Topology of the magnetically induced current density and proton magnetic shielding in hydrogen bonded systems

Abstract

It is pointed out that a common feature of the current density induced in hydrogen bonded systems X–H⋯Y–Z by a magnetic field perpendicular to the H-bond is a continuous stagnation line made of (2,0) saddle points. The saddle line cuts the H-bond almost perpendicularly near the bond critical point (BCP). This implies the confinement of the current density within three basins of current delimited by two separatrices formed by all the asymptotic trajectories originating and terminating at the saddle points. Then, the perpendicular nuclear magnetic shielding (and magnetizability) is partitioned into three contributions: one for the X–H fragment, one for Y–Z, and an external one surrounding the former two.

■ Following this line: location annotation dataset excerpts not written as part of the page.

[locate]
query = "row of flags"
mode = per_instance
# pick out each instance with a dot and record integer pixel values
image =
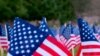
(24, 39)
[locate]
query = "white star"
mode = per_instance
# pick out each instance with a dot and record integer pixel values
(19, 34)
(43, 26)
(28, 28)
(32, 45)
(16, 43)
(41, 36)
(20, 38)
(15, 35)
(11, 44)
(15, 39)
(37, 41)
(46, 30)
(17, 52)
(29, 32)
(24, 29)
(14, 31)
(24, 33)
(12, 49)
(34, 31)
(36, 36)
(18, 22)
(26, 41)
(23, 51)
(23, 25)
(25, 37)
(27, 46)
(18, 26)
(30, 36)
(19, 29)
(31, 41)
(28, 51)
(16, 48)
(42, 29)
(20, 42)
(21, 47)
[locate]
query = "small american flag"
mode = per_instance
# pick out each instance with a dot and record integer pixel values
(4, 42)
(44, 27)
(73, 40)
(90, 45)
(28, 40)
(9, 31)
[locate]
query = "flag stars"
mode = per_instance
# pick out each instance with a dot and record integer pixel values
(21, 47)
(24, 33)
(24, 29)
(23, 25)
(16, 48)
(26, 41)
(20, 38)
(34, 31)
(19, 30)
(21, 42)
(18, 22)
(29, 32)
(32, 45)
(46, 30)
(28, 51)
(28, 28)
(23, 51)
(36, 36)
(27, 46)
(12, 49)
(30, 36)
(17, 52)
(37, 41)
(31, 41)
(41, 36)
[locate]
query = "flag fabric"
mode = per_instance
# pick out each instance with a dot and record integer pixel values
(72, 39)
(44, 27)
(4, 42)
(9, 31)
(28, 40)
(90, 45)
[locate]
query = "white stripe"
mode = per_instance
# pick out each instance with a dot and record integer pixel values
(91, 50)
(54, 48)
(43, 52)
(8, 54)
(90, 43)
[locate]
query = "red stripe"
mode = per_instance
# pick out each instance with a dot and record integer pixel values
(3, 42)
(49, 50)
(36, 54)
(90, 46)
(51, 39)
(91, 54)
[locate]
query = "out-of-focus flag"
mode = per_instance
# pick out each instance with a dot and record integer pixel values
(44, 27)
(4, 42)
(9, 31)
(73, 40)
(90, 45)
(28, 40)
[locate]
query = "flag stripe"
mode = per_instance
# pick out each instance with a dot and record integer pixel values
(52, 43)
(49, 50)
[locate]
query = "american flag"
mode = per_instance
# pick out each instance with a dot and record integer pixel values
(28, 40)
(72, 39)
(90, 45)
(9, 31)
(44, 27)
(3, 42)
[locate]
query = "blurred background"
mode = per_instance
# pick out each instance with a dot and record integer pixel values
(56, 11)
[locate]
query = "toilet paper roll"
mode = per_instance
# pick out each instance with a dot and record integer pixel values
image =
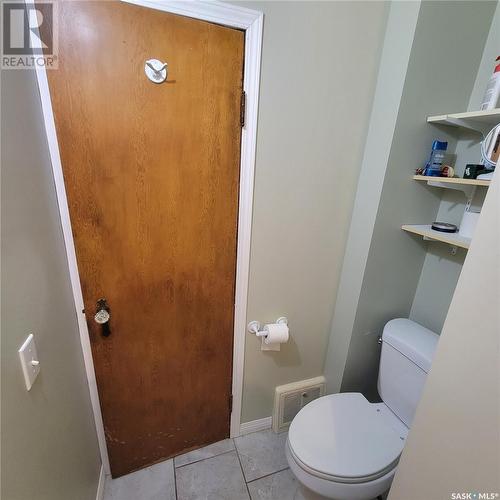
(277, 333)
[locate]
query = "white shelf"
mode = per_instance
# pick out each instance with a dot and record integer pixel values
(480, 121)
(451, 180)
(425, 230)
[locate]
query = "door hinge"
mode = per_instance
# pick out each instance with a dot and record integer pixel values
(243, 104)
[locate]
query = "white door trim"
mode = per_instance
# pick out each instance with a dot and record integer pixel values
(221, 13)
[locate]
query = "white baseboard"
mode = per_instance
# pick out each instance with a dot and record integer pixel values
(100, 485)
(256, 425)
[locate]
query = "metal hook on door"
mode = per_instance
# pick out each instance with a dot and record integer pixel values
(156, 70)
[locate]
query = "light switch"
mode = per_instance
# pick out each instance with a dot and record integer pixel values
(29, 361)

This permits us to ascertain that the largely decreased perpendicular proton magnetic shielding is determined by a local effect inside the X–H domain due, ultimately, to a minimal loss of electron charge density around the hydrogen. A drop as small as 2–3% of an electron within a restricted region around the hydrogen nucleus causes a deshielding effect as large as 4.5–5 ppm, namely 20% of the free-molecule shielding, thus making NMR a very sensitive technique for detecting hydrogen bond formation, as it is well-known experimentally.